103 menciptakan pembangunan yaitu terkait belanja infrastruktur, belanja pendidikan, belanja kesehatan, belanja sosial dan belanja ekonomi. Dari urusan/bidang yang ada ini kemudian dapat disimpulkan bahwa yang memiliki pengaruh yang besar terhadap menurunnya angka disparitas selain pertumbuhan PDRB adalah rasio belanja infrastruktur, rasio belanja pendidikan, dan rasio belanja sosial. Meskipun rasio belanja kesehatan tidak signifikan memberikan pengaruh terhadap menurunnya angka disparitas tetapi dari hasil yang ditunjukkan dapat diketahui bahwa Kabupaten/kota yang ada di Sulawesi Selatan ini masih memiliki jumlah infrastruktur kesehatan sangat minim yang terlihat dari nilai IPK kesehatan yang dimiliki di setiap Kabupaten/kota.
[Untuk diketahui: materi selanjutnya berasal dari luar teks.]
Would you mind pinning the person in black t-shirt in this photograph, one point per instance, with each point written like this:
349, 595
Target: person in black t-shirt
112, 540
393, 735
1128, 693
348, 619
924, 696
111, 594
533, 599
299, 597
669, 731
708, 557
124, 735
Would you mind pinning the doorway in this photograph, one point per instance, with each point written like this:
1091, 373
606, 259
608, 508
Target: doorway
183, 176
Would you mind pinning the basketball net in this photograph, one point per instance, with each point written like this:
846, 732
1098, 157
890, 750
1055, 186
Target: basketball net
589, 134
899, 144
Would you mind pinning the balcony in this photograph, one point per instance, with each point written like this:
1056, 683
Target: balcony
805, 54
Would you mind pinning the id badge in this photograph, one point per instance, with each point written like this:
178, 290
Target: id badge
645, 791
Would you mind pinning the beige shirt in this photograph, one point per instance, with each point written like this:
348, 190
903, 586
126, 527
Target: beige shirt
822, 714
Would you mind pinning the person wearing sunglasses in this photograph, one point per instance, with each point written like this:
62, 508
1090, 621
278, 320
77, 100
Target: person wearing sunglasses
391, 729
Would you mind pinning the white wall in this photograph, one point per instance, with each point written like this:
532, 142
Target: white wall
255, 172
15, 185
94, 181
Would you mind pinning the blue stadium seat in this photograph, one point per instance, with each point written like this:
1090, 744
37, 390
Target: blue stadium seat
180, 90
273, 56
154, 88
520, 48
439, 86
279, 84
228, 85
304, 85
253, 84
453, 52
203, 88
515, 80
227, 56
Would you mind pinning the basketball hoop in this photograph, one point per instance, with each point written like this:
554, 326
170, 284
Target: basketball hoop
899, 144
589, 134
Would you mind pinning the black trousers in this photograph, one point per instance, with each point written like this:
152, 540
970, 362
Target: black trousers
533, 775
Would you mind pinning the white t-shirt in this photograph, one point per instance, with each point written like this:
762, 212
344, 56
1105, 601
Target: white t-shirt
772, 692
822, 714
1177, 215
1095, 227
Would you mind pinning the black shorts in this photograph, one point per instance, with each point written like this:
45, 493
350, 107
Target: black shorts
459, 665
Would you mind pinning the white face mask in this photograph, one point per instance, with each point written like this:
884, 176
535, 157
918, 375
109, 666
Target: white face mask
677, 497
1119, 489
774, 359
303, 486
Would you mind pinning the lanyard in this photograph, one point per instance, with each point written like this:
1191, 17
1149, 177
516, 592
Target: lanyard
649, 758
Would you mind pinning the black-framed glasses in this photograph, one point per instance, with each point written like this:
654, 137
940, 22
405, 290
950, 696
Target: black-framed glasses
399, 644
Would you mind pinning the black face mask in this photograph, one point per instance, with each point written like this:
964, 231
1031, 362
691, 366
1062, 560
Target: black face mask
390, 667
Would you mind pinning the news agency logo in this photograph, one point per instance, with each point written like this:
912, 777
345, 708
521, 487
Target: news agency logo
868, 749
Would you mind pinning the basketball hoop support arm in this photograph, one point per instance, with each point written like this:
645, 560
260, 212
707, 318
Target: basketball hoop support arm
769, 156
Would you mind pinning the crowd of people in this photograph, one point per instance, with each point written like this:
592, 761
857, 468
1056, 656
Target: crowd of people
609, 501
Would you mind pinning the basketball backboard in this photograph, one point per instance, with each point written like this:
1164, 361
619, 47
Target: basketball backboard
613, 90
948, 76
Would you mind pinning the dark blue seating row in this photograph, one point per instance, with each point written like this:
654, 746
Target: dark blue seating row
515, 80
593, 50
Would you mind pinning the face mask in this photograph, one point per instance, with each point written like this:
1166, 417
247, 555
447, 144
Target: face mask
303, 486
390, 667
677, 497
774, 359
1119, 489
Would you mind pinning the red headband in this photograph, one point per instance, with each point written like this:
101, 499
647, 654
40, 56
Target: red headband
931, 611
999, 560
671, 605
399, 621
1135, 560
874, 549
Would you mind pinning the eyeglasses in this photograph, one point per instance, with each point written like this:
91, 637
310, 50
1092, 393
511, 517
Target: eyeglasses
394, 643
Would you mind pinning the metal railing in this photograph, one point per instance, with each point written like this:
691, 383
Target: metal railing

Tiga kota yang ada di Provinsi Sulawesi Selatan, Kota Makassar, Kota Palopo, dan Kota Pare-Pare memiliki perkembangan yang lebih baik dari Kabupaten yang ada. Dilihat dari besarnya kontribusi PDRB terhadap PDRB Provinsi Sulawesi Selatan, perkembangan aktivitas ekonomi yang terkait aktivitas setiap sektor yang lebih merata dan berimbang, ketidakberimbangan yang terjadi ini kemudian menjadi hal yang dapat menyebabkan terjadinya ketimpangan di Provinsi Sulawesi Selatan. Begitupula halnya dengan ketersediaan infrastruktur yang ada di ketiga kota yang ada di Provinsi Sulawesi Selatan ini. Ketiganya memiliki jumlah jenis fasilitas yang lebih lebih baik dengan kategori paling banyak jumlah jenisnya jika dibandingkan dengan seluruh kabupaten yang ada. Ketersediaan infrastruktur yang lebih baik ini merupakan hal yang dapat memicu terjadinya ketimpangan. Diperkuat dengan melihat pola interaksi di Provinsi Sulawesi Selatan yang cenderung masih sangat kuat motif ekonominya, hadirnya infrastruktur ekonomi di suatu daerah tidak mempengaruhi interaksi yang ada karena urusan ekonomi ini hanya difokuskan pada daerah-daerah tertentu saja, hal ini akan mengakibatkan eksploitatif yang besar. Hadirnya ketiga kota yang ada di Provinsi Sulawesi Selatan ini ternyata tidak memberikan hasil yang baik bagi daerah-daerah di sekitarnya seperti Kabupaten Gowa dan Kabupaten Maros yang ada di sekitarnya. Karakteristik kedua daerah ini yang masih dominan oleh sektor pertanian, membuat perkembangan aktivitas ekonomi per sektornya tidak lebih baik dari daerah-daerah yang berada di utara Sulawesi Selatan, seperti Kabupaten Pinrang, Kabupaten Wajo, Kabupaten Bone.